Sunday, July 25, 2010

A new dimension in whatever

There's another update here from San Diego Comic-Con. The news here is that people involved in the movie industry are expressing skepticism about the future of 3D movies. I tend to agree with them, and I don't think this is nostalgia or fear of change on my part.

Here's the thing. Synchronized sound was invented in the late twenties. It was adopted almost immediately in all American films. The talkies took over not in FDR's time, but in Hoover's. Filming in color became possible at around the same time. It took a little longer to hit its sttride, because of the Depression and World War II. It took off after the war, becoming the norm in about another five years.

So the two biggest changes implemented in film to date were phased in--respectively--over periods of about two years and something like fifteen.

By contrast 3-D has been an option for about sixty years without catching on. Now, things have changed and the technology is more sophisticated now. Duh. Telephones are now glowing all-purpose robot pals that you carry on your person at all times. But the problem with three dimensional film has never been technical. It's psychological. For the technology to seem worth the effort to the audience, there have to be effects and scenes that make unique use of the third dimension. And these are almost always so cheesy as to become more of a laughingstock than a draw. Which is one reason most of the big 3-D movies of the recent past and near future are 2-d movies converted without the approvial of their directors, Tim Burton and Michel Gondry included in this number.
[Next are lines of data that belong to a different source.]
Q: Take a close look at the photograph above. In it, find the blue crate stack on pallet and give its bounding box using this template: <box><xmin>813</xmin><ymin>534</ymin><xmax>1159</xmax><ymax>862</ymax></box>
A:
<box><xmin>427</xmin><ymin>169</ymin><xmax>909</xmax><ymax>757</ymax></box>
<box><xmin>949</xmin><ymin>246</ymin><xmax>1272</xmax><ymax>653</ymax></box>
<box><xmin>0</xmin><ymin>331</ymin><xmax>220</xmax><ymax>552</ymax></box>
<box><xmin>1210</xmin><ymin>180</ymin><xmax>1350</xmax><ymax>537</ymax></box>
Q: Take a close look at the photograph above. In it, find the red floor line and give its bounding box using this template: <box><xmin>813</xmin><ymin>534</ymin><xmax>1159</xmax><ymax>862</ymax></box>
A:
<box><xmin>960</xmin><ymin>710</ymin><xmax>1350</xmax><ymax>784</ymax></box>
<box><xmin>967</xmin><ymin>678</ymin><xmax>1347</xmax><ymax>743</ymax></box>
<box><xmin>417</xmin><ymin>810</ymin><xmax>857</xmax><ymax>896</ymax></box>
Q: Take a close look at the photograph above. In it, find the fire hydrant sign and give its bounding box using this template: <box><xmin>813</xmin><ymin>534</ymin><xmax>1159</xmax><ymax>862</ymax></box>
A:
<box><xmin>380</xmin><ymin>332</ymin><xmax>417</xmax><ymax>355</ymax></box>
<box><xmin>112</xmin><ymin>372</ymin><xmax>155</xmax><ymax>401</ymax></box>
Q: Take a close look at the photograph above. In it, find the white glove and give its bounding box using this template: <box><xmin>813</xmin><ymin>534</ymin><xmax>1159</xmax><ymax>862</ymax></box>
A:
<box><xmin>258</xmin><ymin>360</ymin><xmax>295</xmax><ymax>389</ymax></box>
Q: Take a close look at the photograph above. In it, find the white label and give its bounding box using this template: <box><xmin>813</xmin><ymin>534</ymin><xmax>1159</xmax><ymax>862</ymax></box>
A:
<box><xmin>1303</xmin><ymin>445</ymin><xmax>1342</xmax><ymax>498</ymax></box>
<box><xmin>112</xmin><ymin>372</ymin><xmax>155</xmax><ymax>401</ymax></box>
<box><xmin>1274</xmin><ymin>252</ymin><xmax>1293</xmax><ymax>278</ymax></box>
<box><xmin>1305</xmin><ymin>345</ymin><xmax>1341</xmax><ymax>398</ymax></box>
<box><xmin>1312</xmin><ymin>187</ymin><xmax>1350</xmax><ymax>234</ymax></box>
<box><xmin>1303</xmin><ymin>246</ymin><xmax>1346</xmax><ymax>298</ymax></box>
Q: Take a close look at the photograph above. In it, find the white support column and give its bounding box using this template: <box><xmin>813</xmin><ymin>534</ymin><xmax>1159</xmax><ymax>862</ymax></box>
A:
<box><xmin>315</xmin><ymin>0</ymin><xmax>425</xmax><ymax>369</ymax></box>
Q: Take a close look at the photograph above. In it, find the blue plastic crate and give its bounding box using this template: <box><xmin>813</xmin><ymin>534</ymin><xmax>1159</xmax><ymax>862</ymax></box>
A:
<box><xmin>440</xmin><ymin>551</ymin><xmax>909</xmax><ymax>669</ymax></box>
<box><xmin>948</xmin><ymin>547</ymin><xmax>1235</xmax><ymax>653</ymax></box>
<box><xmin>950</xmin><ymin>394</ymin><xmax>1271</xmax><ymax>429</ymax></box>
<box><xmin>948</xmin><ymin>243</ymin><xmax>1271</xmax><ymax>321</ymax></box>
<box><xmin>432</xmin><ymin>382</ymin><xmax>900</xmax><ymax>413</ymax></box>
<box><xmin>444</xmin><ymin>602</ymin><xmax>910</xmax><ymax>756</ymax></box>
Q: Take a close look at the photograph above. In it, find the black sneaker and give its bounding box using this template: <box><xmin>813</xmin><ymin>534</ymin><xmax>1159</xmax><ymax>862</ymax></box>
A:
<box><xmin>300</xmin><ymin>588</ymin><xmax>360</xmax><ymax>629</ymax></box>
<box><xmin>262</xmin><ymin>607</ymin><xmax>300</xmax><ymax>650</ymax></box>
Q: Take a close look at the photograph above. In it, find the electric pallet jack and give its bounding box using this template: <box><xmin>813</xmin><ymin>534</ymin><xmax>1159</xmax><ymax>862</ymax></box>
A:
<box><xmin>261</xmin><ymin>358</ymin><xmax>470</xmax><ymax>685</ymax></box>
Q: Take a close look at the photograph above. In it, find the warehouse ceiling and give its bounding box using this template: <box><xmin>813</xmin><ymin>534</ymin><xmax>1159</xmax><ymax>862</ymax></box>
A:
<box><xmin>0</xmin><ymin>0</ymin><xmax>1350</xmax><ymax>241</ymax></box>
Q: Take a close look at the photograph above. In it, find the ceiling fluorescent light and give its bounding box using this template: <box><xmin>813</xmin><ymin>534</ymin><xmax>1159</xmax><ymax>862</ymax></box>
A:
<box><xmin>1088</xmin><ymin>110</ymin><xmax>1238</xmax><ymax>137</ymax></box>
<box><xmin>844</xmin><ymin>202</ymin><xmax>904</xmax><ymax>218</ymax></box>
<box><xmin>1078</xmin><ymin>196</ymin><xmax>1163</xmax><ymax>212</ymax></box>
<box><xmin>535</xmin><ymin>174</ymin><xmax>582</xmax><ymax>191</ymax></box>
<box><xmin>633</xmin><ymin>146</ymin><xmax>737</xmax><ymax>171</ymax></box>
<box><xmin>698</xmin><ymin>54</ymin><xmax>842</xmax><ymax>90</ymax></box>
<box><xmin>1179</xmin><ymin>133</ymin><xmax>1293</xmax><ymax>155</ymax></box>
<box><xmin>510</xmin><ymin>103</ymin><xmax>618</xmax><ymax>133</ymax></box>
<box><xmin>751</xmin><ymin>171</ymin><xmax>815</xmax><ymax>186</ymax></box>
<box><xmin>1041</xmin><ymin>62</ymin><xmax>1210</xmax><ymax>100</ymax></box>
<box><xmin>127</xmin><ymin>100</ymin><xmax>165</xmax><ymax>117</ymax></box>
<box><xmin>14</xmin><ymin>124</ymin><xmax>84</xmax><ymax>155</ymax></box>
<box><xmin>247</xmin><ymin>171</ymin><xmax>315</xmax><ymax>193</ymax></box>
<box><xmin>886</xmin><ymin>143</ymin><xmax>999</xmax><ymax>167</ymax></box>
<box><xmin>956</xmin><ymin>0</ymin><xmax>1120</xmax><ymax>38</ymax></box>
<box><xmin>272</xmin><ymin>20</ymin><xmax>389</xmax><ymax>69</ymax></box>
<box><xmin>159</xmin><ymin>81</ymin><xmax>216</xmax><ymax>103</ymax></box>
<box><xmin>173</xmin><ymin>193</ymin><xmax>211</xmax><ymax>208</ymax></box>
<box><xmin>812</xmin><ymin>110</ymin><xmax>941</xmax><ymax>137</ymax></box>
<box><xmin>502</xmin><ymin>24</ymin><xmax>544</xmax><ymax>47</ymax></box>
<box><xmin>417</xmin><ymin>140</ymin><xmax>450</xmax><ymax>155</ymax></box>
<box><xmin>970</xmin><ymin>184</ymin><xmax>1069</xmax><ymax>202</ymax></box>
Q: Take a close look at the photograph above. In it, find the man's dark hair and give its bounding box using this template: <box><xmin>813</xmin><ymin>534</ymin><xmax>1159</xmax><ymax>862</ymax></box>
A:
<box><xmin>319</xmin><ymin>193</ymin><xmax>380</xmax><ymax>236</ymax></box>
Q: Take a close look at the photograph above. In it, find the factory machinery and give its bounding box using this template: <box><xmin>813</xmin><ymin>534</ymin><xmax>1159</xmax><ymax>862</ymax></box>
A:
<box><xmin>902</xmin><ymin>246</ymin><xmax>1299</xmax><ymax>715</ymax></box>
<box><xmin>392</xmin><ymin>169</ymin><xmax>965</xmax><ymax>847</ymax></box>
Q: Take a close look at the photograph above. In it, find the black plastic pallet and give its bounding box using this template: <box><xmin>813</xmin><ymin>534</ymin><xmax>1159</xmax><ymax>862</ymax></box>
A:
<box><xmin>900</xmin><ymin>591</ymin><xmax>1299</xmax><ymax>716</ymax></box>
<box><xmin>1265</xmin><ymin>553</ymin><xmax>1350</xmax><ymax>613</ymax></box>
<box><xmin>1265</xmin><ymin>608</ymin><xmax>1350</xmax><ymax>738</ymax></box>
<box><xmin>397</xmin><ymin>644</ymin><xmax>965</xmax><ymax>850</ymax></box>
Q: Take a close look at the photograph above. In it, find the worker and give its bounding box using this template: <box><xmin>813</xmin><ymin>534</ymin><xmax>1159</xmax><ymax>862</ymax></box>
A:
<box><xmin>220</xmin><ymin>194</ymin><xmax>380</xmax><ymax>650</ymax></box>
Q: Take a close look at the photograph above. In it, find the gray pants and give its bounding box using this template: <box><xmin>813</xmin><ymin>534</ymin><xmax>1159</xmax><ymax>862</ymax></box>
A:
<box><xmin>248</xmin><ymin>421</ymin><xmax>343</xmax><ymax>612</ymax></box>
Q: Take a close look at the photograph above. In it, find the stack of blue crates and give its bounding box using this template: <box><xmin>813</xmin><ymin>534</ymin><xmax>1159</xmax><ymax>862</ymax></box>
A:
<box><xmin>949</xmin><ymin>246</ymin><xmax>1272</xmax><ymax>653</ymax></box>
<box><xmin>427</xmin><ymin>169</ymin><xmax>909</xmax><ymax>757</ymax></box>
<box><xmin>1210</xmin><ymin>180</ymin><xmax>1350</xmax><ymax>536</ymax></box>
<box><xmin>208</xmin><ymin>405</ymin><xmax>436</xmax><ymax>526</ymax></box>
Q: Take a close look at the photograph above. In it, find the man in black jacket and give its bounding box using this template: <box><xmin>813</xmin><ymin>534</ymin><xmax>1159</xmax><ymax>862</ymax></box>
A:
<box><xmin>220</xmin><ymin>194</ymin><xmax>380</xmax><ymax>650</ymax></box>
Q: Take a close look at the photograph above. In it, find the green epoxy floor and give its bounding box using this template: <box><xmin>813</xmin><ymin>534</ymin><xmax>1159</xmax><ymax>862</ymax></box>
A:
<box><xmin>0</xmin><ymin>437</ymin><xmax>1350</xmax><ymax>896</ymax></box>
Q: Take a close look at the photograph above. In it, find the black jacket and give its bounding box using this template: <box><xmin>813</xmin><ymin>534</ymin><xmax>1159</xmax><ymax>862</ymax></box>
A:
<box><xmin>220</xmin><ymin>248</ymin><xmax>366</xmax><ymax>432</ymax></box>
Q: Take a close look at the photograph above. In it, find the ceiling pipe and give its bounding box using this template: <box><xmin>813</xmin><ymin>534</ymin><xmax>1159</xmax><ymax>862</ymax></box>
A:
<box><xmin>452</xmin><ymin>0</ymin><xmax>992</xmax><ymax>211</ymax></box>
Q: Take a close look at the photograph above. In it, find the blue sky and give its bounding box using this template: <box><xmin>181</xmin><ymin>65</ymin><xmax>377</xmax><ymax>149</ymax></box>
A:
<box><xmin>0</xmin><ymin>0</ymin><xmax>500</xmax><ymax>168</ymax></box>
This is just musing, and I could be wrong. If every movie within five years becomes a giant moving snowglobe, what will I do? As Kevin Costner said in The Untouchables, have a drink.


susan said...

I think the movie industry is making a desperate attempt to get people away from their home movie systems and netflix (streaming or otherwise). I agree with you and also with Roger Ebert who wrote an excellent overview about 3-d a couple of months ago. Avatar was good in 3-d but equally enjoyable a few months later when we watched it at home in regular d.

Ben said...

Ah, thank you for both the comment and the link. And you reminded me of something I wanted to say earlier. Yes, Avatar is an amazing accomplishment. But what most people don't know is that James Cameron spent more than 15 years on it. He had most of the movie in his notebook before he started shooting Titanic. So if the majority of directors had zillion dollar budgets and infinite lifespans then yeah, this might sweep the world. But that ain't really so.